Unlocking the secrets of telepathy is a major scientific obstacle in the novel’s second act. To be telepathic, one must be infected with an ancient alien virus, but the virus is also deadly to most humans. In one of the novel’s more bizarre scenes, the physicist Nadine Holladay artificially inseminates herself with mutant sperm, hoping that immunity to the virus will cross the placental barrier from her child to herself. (This is a rare example of a female character going power-mad and baby-crazy at the same time.) The experiment goes wrong and Holladay dies, but her mutant child lives and grows up to be the key that unlocks Tec’s shattered mind.

From here, the stage is set for a final confrontation between the heroes and Wirzan, who has been doing vague evil things off-screen the whole time. Tec and his friends stand for connection, empathy, understanding; Wirzan stands only for himself, happy in his isolation.

J. O. Jeppson (a friendly-looking white woman) next to her husband Isaac Asimov (HUGE sideburns)
Jeppson with her husband, Isaac Asimov

The novel’s climax comes in a great rush. You can feel Jeppson accelerating toward her target page count, then braking suddenly when it looks like she’s going to overshoot. Tec’s foster-daughter R’ya finally returns, after being MIA for a hundred pages or so. She recounts what she’s been up to with breathless haste: “Then Wirzan captured me. I suppose he thought he could use me in some way in this galaxy, but I escaped and had six children.” Talk about efficient storytelling!

R’ya and Tec engage Wirzan in a great psychic space battle, and R’ya’s gaseous dragon parents finally reappear in this memorable scene:

The small ship followed the dragon ship through the obscuring cloud, emerging in a spattering of stars that moved above the galactic core.

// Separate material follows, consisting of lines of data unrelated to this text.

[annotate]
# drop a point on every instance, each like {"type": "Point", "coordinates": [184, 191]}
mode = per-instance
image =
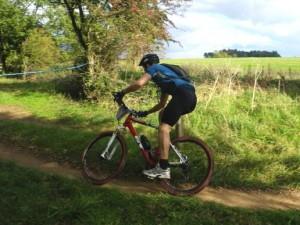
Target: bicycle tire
{"type": "Point", "coordinates": [207, 153]}
{"type": "Point", "coordinates": [100, 178]}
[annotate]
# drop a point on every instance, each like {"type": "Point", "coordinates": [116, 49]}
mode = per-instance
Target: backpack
{"type": "Point", "coordinates": [179, 71]}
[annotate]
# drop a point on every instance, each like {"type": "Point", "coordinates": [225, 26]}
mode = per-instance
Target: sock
{"type": "Point", "coordinates": [163, 163]}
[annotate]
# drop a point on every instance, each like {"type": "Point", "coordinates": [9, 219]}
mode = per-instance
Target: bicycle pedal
{"type": "Point", "coordinates": [151, 178]}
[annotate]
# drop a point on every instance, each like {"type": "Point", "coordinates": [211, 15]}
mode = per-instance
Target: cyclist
{"type": "Point", "coordinates": [183, 101]}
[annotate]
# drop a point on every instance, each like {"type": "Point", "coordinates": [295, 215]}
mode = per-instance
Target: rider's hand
{"type": "Point", "coordinates": [142, 113]}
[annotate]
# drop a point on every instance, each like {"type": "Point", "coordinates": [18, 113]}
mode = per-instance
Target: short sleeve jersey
{"type": "Point", "coordinates": [166, 79]}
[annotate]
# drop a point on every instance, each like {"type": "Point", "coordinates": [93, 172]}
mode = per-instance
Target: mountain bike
{"type": "Point", "coordinates": [190, 159]}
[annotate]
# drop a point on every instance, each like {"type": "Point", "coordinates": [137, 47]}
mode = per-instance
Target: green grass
{"type": "Point", "coordinates": [31, 197]}
{"type": "Point", "coordinates": [272, 64]}
{"type": "Point", "coordinates": [256, 148]}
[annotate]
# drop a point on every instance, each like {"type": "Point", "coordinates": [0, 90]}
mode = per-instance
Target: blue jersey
{"type": "Point", "coordinates": [166, 79]}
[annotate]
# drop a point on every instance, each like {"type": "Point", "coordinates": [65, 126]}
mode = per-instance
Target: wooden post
{"type": "Point", "coordinates": [179, 129]}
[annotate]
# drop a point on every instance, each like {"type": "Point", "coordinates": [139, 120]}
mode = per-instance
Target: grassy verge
{"type": "Point", "coordinates": [31, 197]}
{"type": "Point", "coordinates": [254, 147]}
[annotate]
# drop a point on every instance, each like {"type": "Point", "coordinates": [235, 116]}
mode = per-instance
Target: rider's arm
{"type": "Point", "coordinates": [160, 105]}
{"type": "Point", "coordinates": [137, 84]}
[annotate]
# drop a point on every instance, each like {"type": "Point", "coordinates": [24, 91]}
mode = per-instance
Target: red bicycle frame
{"type": "Point", "coordinates": [129, 124]}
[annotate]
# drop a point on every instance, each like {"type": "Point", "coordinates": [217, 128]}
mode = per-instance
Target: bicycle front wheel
{"type": "Point", "coordinates": [191, 165]}
{"type": "Point", "coordinates": [104, 158]}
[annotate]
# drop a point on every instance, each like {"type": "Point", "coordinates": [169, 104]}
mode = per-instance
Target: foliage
{"type": "Point", "coordinates": [15, 25]}
{"type": "Point", "coordinates": [71, 86]}
{"type": "Point", "coordinates": [253, 148]}
{"type": "Point", "coordinates": [39, 51]}
{"type": "Point", "coordinates": [237, 53]}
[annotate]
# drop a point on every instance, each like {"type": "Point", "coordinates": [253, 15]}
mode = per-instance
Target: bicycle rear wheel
{"type": "Point", "coordinates": [191, 173]}
{"type": "Point", "coordinates": [104, 158]}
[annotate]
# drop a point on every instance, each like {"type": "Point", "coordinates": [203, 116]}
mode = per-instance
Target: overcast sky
{"type": "Point", "coordinates": [208, 25]}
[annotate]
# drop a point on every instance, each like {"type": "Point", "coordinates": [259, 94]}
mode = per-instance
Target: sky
{"type": "Point", "coordinates": [209, 25]}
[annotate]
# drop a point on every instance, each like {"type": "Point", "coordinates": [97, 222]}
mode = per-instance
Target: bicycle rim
{"type": "Point", "coordinates": [194, 175]}
{"type": "Point", "coordinates": [104, 158]}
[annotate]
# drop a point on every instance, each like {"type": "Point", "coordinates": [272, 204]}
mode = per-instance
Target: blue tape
{"type": "Point", "coordinates": [45, 71]}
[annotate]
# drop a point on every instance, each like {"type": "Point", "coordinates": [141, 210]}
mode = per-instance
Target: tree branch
{"type": "Point", "coordinates": [77, 30]}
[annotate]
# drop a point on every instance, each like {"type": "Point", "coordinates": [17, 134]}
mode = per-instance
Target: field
{"type": "Point", "coordinates": [253, 131]}
{"type": "Point", "coordinates": [274, 65]}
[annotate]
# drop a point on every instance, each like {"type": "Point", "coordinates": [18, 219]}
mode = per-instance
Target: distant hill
{"type": "Point", "coordinates": [237, 53]}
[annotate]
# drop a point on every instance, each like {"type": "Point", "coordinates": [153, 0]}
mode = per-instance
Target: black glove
{"type": "Point", "coordinates": [142, 113]}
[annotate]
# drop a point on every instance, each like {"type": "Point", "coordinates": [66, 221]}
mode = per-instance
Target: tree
{"type": "Point", "coordinates": [39, 51]}
{"type": "Point", "coordinates": [107, 28]}
{"type": "Point", "coordinates": [14, 27]}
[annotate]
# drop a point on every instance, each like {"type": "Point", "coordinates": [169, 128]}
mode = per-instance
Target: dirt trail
{"type": "Point", "coordinates": [234, 198]}
{"type": "Point", "coordinates": [251, 199]}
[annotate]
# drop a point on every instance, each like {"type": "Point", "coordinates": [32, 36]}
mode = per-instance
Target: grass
{"type": "Point", "coordinates": [31, 197]}
{"type": "Point", "coordinates": [256, 148]}
{"type": "Point", "coordinates": [274, 65]}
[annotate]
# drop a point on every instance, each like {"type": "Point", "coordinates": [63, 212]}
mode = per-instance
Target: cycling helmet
{"type": "Point", "coordinates": [149, 59]}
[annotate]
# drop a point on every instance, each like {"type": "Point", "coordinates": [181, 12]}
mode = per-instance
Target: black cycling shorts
{"type": "Point", "coordinates": [183, 101]}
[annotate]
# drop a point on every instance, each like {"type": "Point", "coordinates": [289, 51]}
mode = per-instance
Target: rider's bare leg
{"type": "Point", "coordinates": [164, 140]}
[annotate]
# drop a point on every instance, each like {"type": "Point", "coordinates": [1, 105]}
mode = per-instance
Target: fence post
{"type": "Point", "coordinates": [179, 129]}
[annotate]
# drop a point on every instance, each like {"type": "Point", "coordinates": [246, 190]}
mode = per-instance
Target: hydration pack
{"type": "Point", "coordinates": [179, 71]}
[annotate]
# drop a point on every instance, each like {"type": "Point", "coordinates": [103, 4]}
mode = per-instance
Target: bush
{"type": "Point", "coordinates": [71, 86]}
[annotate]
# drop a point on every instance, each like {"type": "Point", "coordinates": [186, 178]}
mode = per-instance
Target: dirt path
{"type": "Point", "coordinates": [252, 199]}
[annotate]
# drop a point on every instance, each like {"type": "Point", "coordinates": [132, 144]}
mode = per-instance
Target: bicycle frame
{"type": "Point", "coordinates": [129, 124]}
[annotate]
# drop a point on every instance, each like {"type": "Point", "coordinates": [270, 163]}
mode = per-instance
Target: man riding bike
{"type": "Point", "coordinates": [183, 101]}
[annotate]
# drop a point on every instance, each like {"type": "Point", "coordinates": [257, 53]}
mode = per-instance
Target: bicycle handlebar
{"type": "Point", "coordinates": [120, 102]}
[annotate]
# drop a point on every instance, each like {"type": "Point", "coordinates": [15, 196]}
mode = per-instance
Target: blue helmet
{"type": "Point", "coordinates": [149, 59]}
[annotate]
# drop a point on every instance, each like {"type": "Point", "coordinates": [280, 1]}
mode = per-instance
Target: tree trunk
{"type": "Point", "coordinates": [179, 128]}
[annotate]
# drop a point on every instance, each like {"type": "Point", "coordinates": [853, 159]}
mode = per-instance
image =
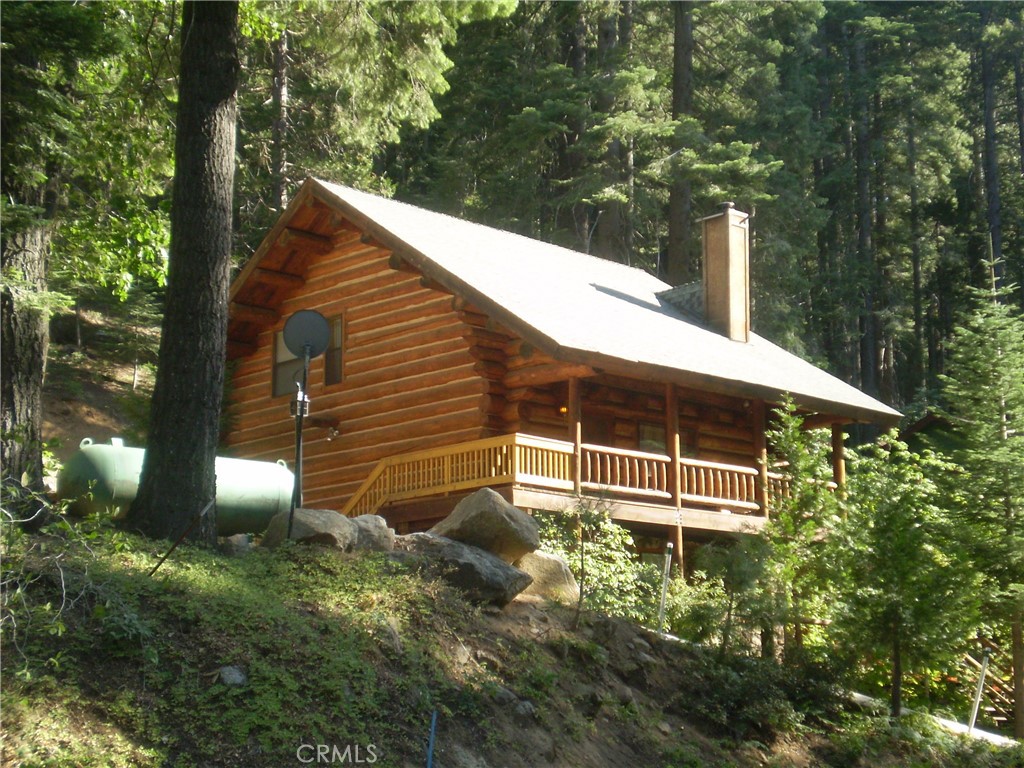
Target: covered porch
{"type": "Point", "coordinates": [549, 474]}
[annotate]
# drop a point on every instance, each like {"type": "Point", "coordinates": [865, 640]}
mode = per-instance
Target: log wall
{"type": "Point", "coordinates": [712, 427]}
{"type": "Point", "coordinates": [417, 372]}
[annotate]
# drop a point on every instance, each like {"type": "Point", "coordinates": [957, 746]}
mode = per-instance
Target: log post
{"type": "Point", "coordinates": [839, 461]}
{"type": "Point", "coordinates": [576, 433]}
{"type": "Point", "coordinates": [758, 416]}
{"type": "Point", "coordinates": [672, 436]}
{"type": "Point", "coordinates": [677, 551]}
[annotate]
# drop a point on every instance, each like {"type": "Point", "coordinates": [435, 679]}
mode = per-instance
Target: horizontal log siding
{"type": "Point", "coordinates": [410, 377]}
{"type": "Point", "coordinates": [713, 427]}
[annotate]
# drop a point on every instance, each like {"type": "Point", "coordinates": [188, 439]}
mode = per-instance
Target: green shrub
{"type": "Point", "coordinates": [601, 556]}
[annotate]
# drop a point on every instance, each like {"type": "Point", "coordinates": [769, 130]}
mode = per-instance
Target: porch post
{"type": "Point", "coordinates": [758, 416]}
{"type": "Point", "coordinates": [677, 551]}
{"type": "Point", "coordinates": [839, 462]}
{"type": "Point", "coordinates": [672, 437]}
{"type": "Point", "coordinates": [576, 433]}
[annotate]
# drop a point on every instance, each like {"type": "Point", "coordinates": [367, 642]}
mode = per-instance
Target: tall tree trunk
{"type": "Point", "coordinates": [865, 246]}
{"type": "Point", "coordinates": [24, 340]}
{"type": "Point", "coordinates": [178, 478]}
{"type": "Point", "coordinates": [279, 158]}
{"type": "Point", "coordinates": [896, 681]}
{"type": "Point", "coordinates": [1017, 630]}
{"type": "Point", "coordinates": [678, 267]}
{"type": "Point", "coordinates": [572, 216]}
{"type": "Point", "coordinates": [612, 227]}
{"type": "Point", "coordinates": [1019, 93]}
{"type": "Point", "coordinates": [915, 364]}
{"type": "Point", "coordinates": [991, 161]}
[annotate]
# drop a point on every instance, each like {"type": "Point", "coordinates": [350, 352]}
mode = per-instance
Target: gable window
{"type": "Point", "coordinates": [288, 369]}
{"type": "Point", "coordinates": [651, 438]}
{"type": "Point", "coordinates": [334, 356]}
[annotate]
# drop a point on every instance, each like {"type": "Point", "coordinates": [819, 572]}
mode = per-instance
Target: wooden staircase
{"type": "Point", "coordinates": [997, 693]}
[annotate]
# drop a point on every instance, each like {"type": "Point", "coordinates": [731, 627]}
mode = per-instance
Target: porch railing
{"type": "Point", "coordinates": [546, 464]}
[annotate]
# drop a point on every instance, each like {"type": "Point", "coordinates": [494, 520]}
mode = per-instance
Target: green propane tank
{"type": "Point", "coordinates": [249, 493]}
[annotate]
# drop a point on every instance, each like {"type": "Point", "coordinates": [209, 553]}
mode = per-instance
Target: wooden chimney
{"type": "Point", "coordinates": [726, 272]}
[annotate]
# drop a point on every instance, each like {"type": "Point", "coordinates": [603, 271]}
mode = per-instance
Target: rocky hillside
{"type": "Point", "coordinates": [305, 653]}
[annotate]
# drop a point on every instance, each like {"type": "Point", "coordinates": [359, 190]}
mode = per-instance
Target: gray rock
{"type": "Point", "coordinates": [487, 521]}
{"type": "Point", "coordinates": [552, 578]}
{"type": "Point", "coordinates": [480, 576]}
{"type": "Point", "coordinates": [504, 696]}
{"type": "Point", "coordinates": [525, 710]}
{"type": "Point", "coordinates": [233, 677]}
{"type": "Point", "coordinates": [373, 534]}
{"type": "Point", "coordinates": [313, 526]}
{"type": "Point", "coordinates": [235, 546]}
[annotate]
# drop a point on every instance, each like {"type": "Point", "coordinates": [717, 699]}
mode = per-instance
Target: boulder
{"type": "Point", "coordinates": [313, 526]}
{"type": "Point", "coordinates": [332, 529]}
{"type": "Point", "coordinates": [552, 578]}
{"type": "Point", "coordinates": [487, 521]}
{"type": "Point", "coordinates": [479, 574]}
{"type": "Point", "coordinates": [373, 534]}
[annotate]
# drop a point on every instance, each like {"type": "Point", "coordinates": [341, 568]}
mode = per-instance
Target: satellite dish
{"type": "Point", "coordinates": [307, 328]}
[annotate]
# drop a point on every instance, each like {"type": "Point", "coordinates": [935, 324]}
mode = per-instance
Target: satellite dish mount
{"type": "Point", "coordinates": [306, 336]}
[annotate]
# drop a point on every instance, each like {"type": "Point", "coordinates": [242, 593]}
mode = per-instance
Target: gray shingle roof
{"type": "Point", "coordinates": [586, 309]}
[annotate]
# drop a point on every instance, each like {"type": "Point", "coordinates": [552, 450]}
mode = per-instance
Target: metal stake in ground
{"type": "Point", "coordinates": [306, 336]}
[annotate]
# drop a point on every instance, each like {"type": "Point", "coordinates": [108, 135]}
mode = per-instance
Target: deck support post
{"type": "Point", "coordinates": [760, 419]}
{"type": "Point", "coordinates": [839, 461]}
{"type": "Point", "coordinates": [576, 433]}
{"type": "Point", "coordinates": [675, 453]}
{"type": "Point", "coordinates": [677, 551]}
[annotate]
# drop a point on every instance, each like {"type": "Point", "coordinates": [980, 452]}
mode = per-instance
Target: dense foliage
{"type": "Point", "coordinates": [881, 146]}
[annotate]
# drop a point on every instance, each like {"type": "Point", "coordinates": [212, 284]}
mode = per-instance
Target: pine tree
{"type": "Point", "coordinates": [177, 477]}
{"type": "Point", "coordinates": [906, 594]}
{"type": "Point", "coordinates": [983, 392]}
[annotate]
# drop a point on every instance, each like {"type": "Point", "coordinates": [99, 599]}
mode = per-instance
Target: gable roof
{"type": "Point", "coordinates": [581, 308]}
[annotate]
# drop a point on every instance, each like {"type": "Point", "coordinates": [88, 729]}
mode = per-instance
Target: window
{"type": "Point", "coordinates": [334, 356]}
{"type": "Point", "coordinates": [288, 368]}
{"type": "Point", "coordinates": [651, 438]}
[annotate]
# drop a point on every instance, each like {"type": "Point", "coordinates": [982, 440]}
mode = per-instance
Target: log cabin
{"type": "Point", "coordinates": [463, 356]}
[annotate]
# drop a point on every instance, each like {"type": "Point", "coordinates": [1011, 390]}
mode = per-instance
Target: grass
{"type": "Point", "coordinates": [314, 632]}
{"type": "Point", "coordinates": [107, 666]}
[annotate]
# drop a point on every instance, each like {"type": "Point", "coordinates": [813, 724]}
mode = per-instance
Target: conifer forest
{"type": "Point", "coordinates": [879, 145]}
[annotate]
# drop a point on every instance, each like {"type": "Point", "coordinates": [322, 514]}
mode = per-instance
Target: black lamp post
{"type": "Point", "coordinates": [306, 335]}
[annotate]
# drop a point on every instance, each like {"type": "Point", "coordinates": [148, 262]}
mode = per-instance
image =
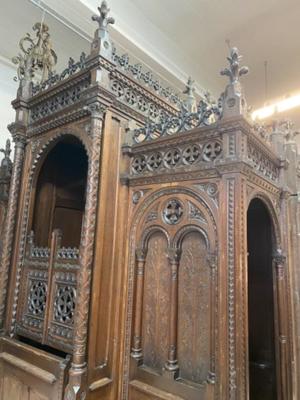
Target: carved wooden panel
{"type": "Point", "coordinates": [194, 309]}
{"type": "Point", "coordinates": [156, 303]}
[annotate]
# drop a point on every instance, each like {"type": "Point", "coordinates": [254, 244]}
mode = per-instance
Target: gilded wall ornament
{"type": "Point", "coordinates": [38, 58]}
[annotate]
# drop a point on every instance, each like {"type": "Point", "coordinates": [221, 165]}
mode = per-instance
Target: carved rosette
{"type": "Point", "coordinates": [11, 217]}
{"type": "Point", "coordinates": [280, 261]}
{"type": "Point", "coordinates": [77, 374]}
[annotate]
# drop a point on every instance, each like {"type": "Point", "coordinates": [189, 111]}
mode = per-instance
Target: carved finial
{"type": "Point", "coordinates": [234, 71]}
{"type": "Point", "coordinates": [103, 19]}
{"type": "Point", "coordinates": [190, 103]}
{"type": "Point", "coordinates": [7, 149]}
{"type": "Point", "coordinates": [101, 44]}
{"type": "Point", "coordinates": [37, 55]}
{"type": "Point", "coordinates": [233, 100]}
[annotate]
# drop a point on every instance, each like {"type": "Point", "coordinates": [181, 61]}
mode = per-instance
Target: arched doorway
{"type": "Point", "coordinates": [60, 194]}
{"type": "Point", "coordinates": [261, 303]}
{"type": "Point", "coordinates": [48, 290]}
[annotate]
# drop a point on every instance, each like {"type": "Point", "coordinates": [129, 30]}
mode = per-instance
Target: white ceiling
{"type": "Point", "coordinates": [177, 39]}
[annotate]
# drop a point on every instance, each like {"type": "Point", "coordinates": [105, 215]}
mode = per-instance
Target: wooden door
{"type": "Point", "coordinates": [173, 336]}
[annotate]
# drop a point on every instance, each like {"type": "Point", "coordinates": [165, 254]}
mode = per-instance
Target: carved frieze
{"type": "Point", "coordinates": [262, 163]}
{"type": "Point", "coordinates": [175, 157]}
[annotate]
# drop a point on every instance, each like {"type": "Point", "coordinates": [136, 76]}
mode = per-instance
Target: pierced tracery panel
{"type": "Point", "coordinates": [37, 298]}
{"type": "Point", "coordinates": [194, 309]}
{"type": "Point", "coordinates": [176, 157]}
{"type": "Point", "coordinates": [156, 303]}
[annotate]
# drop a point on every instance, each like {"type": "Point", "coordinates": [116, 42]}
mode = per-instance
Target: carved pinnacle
{"type": "Point", "coordinates": [103, 19]}
{"type": "Point", "coordinates": [234, 71]}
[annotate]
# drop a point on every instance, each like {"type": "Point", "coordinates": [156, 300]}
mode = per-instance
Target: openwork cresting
{"type": "Point", "coordinates": [207, 113]}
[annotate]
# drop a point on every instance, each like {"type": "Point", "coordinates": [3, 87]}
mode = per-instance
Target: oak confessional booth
{"type": "Point", "coordinates": [150, 245]}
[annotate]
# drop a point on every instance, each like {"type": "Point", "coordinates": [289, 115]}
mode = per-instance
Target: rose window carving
{"type": "Point", "coordinates": [211, 151]}
{"type": "Point", "coordinates": [142, 104]}
{"type": "Point", "coordinates": [173, 126]}
{"type": "Point", "coordinates": [154, 161]}
{"type": "Point", "coordinates": [153, 111]}
{"type": "Point", "coordinates": [130, 97]}
{"type": "Point", "coordinates": [139, 164]}
{"type": "Point", "coordinates": [117, 88]}
{"type": "Point", "coordinates": [64, 305]}
{"type": "Point", "coordinates": [191, 154]}
{"type": "Point", "coordinates": [172, 158]}
{"type": "Point", "coordinates": [37, 298]}
{"type": "Point", "coordinates": [173, 212]}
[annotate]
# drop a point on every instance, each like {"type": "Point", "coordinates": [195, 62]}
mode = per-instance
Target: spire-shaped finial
{"type": "Point", "coordinates": [38, 59]}
{"type": "Point", "coordinates": [233, 100]}
{"type": "Point", "coordinates": [234, 71]}
{"type": "Point", "coordinates": [103, 19]}
{"type": "Point", "coordinates": [101, 44]}
{"type": "Point", "coordinates": [190, 102]}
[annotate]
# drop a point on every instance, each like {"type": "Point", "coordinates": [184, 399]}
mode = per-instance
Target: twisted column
{"type": "Point", "coordinates": [172, 363]}
{"type": "Point", "coordinates": [11, 218]}
{"type": "Point", "coordinates": [280, 262]}
{"type": "Point", "coordinates": [136, 352]}
{"type": "Point", "coordinates": [77, 374]}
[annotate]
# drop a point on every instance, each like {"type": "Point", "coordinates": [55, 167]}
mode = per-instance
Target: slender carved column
{"type": "Point", "coordinates": [11, 217]}
{"type": "Point", "coordinates": [137, 332]}
{"type": "Point", "coordinates": [280, 262]}
{"type": "Point", "coordinates": [212, 261]}
{"type": "Point", "coordinates": [77, 374]}
{"type": "Point", "coordinates": [172, 363]}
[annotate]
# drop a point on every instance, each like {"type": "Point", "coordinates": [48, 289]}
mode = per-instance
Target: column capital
{"type": "Point", "coordinates": [173, 255]}
{"type": "Point", "coordinates": [140, 254]}
{"type": "Point", "coordinates": [96, 109]}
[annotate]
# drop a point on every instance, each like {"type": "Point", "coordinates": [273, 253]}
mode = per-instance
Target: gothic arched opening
{"type": "Point", "coordinates": [60, 194]}
{"type": "Point", "coordinates": [261, 303]}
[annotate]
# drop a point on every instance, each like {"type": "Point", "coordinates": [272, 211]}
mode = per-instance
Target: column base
{"type": "Point", "coordinates": [77, 385]}
{"type": "Point", "coordinates": [171, 369]}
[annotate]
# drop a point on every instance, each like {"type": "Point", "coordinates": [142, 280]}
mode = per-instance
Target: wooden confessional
{"type": "Point", "coordinates": [149, 246]}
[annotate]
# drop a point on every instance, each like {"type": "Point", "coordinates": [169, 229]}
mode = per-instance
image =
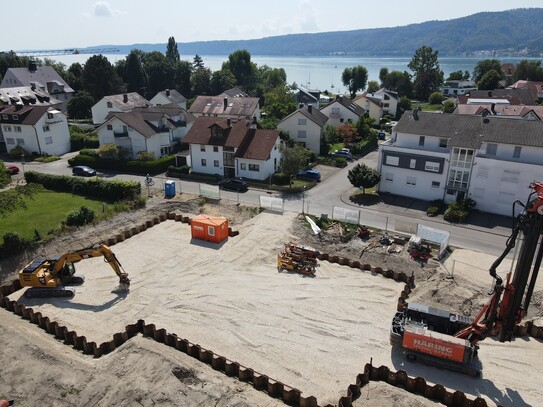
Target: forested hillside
{"type": "Point", "coordinates": [516, 32]}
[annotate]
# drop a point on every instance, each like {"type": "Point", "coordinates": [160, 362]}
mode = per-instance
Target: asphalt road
{"type": "Point", "coordinates": [332, 191]}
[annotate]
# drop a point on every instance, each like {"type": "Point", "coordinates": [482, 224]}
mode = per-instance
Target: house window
{"type": "Point", "coordinates": [431, 166]}
{"type": "Point", "coordinates": [491, 149]}
{"type": "Point", "coordinates": [391, 160]}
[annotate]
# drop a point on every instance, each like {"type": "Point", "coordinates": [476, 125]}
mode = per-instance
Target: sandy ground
{"type": "Point", "coordinates": [314, 334]}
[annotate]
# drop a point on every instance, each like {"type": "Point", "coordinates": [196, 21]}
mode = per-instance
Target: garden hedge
{"type": "Point", "coordinates": [110, 190]}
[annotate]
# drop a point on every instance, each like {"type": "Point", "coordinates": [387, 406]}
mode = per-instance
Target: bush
{"type": "Point", "coordinates": [13, 243]}
{"type": "Point", "coordinates": [80, 217]}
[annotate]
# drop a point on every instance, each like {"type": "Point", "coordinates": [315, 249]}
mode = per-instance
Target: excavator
{"type": "Point", "coordinates": [451, 341]}
{"type": "Point", "coordinates": [54, 277]}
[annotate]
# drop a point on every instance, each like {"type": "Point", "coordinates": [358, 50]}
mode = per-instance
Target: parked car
{"type": "Point", "coordinates": [343, 154]}
{"type": "Point", "coordinates": [13, 169]}
{"type": "Point", "coordinates": [234, 184]}
{"type": "Point", "coordinates": [309, 174]}
{"type": "Point", "coordinates": [83, 171]}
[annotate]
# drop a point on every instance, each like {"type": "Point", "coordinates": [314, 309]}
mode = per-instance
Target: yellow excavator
{"type": "Point", "coordinates": [53, 277]}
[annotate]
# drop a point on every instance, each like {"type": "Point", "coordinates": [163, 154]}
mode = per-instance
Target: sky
{"type": "Point", "coordinates": [45, 25]}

Tec had homed in on R'ya's signal almost exactly. The New Venturer hung above the spiral armed, flattened disc of M31.
[...] It was unlike a black hole resulting from the death of a single star, which may have a disc of light circling its equator as photons are trapped in orbit, slowly spiral in, and are replaced by others drawn from space outside the black hole.
'It's completely black,' said Tec, wonderingly, 'and enormous.'
'As if the entire center of M31 has been punched out from all directions,' said Lorrz.
Tec could see Wirzan, now a huge boxlike thing hurling mental and physical energy at the six ships protecting R'ya and her friends. And beneath Wirzan—
'A sleeping dragon,' marveled Ka.
[...] The sleeping dragon looked like a monster brooding an obscene egg, thought Tec, for far below was the black hole. Perhaps the dragon was not asleep, but was using all its energy to fight the gravitational pull while gathering some of the energy pouring in from the rest of the galaxy.

The battle’s conclusion is decidedly sentimental. Tec finds the strength to defeat Wirzan only when he psychically links with all of his friends and asks for their support. The characters all but look at the camera and say “…and that’s why friendship is magic.” But never mind—there are far worse morals for a book to have.

Tec shows mercy to the defeated Wirzan, who escapes through the black hole into a new universe, shaking his fisttentacle and swearing revenge. Presumably he will return, because The Second Experiment has a sequel,titled The Last Immortal. I have never found a copy of this book, and I know little about it, except that it allegedly contains a three-way sex scene between a human, a dragon and a robot. Love conquers all, indeed!